Marinobufagenin (MBG) is a bufadienolide cardiac inotrope implicated in volume expansion-mediated hypertensive states including essential hypertension and preeclampsia (PE). Endogenous MBG is an inhibitor of the alpha1-isoform of Na(+),K(+)-ATPase with vasoconstrictive and cardiotonic properties, causing hypertension and natriuresis. Elevated endogenous MBG-like material levels have been described by immunoassays in salt-sensitive pregnant and preeclamptic rats as well as in preeclamptic human patients. The rise of endogenous MBG-like material appears prior the development of the main symptoms of PE, leading us to consider MBG as one of the potential biomarkers for PE. The weak specificity and the high variability of the published immunoassays gives no certification about endogenous MBG existence. This led us to set-up a highly specific and sensitive analytical method to detect MBG in plasma at low levels relying on liquid chromatography combined to mass spectrometry (UHPLC-MS/MS) with recording of 7 highly specific MRM transitions for MBG. Pure MBG standard used in the method development was obtained by purification from the Bufo marinus toad venom. d3-25-hydroxyvitamin D3 was used as internal standard. An increasing organic gradient with mobile phase A and B composed of 97:3 (v/v) H2O: MeOH and 50:45:5 (v/v/v) MeOH:IPA:H2O at pH 4.5 respectively was used on a Pursuit 3 PFP column (100mmx3mm; 3microm) to allow elution and separation of the plasmatic compounds. Chromatographic analyses of plasma samples were preceded by a precipitation of proteins pretreatment. The developed UHPLC-MS/MS assay has been applied to early-pregnant women plasma samples allowing us to investigate MBG plasma levels. Thanks to the high specificity of the assay we were able to authenticate and certify the presence of endogenous MBG in early-pregnant women plasma with the use of the 7 selected specific mass transitions. These pioneering preliminary results are giving a promising perspective for early preeclampsia risk assessment in pregnant women.
Marinobufagin, a molecule from poisonous frogs, causes biochemical, morphological and cell cycle changes in human neoplasms and vegetal cells.[Pubmed:29287997]

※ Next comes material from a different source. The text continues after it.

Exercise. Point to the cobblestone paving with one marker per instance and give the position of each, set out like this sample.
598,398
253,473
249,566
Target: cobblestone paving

Toxicol Lett. 2018 Mar 15;285:121-131.
Skin toad secretion present physiologically active molecules to protect them against microorganisms, predators and infections. This work detailed the antiproliferative action of Marinobufagin on tumor and normal lines, investigate its mechanism on HL-60 leukemia cells and its toxic effects on Allium cepa meristematic cells. Initially, cytotoxic action was assessed by colorimetric assays. Next, HL-60 cells were analyzed by morphological and flow cytometry techniques and growing A. cepa roots were examined after 72h exposure. Marinobufagin presented high antiproliferative action against all human tumor lines [IC50 values ranging from 0.15 (leukemia) to 7.35 (larynx) muM] and it failed against human erythrocytes and murine lines. Human normal peripheral blood mononuclear cells (PBMC) were up to 72.5-fold less sensitive [IC50: 10.88muM] to Marinobufagin than HL-60 line, but DNA strand breaks were no detected. Leukemia treaded cells exhibited cell viability reduction, DNA fragmentation, phosphatidylserine externalization, binucleation, nuclear condensation and cytoplasmic vacuoles. Marinobufagin also reduced the growth of A. cepa roots (EC50: 7.5muM) and mitotic index, caused cell cycle arrest and chromosomal alterations (micronuclei, delays and C-metaphases) in meristematic cells. So, to find out partially targeted natural molecules on human leukemia cells, like Marinobufagin, is an amazing and stimulating way to continue the battle against cancer.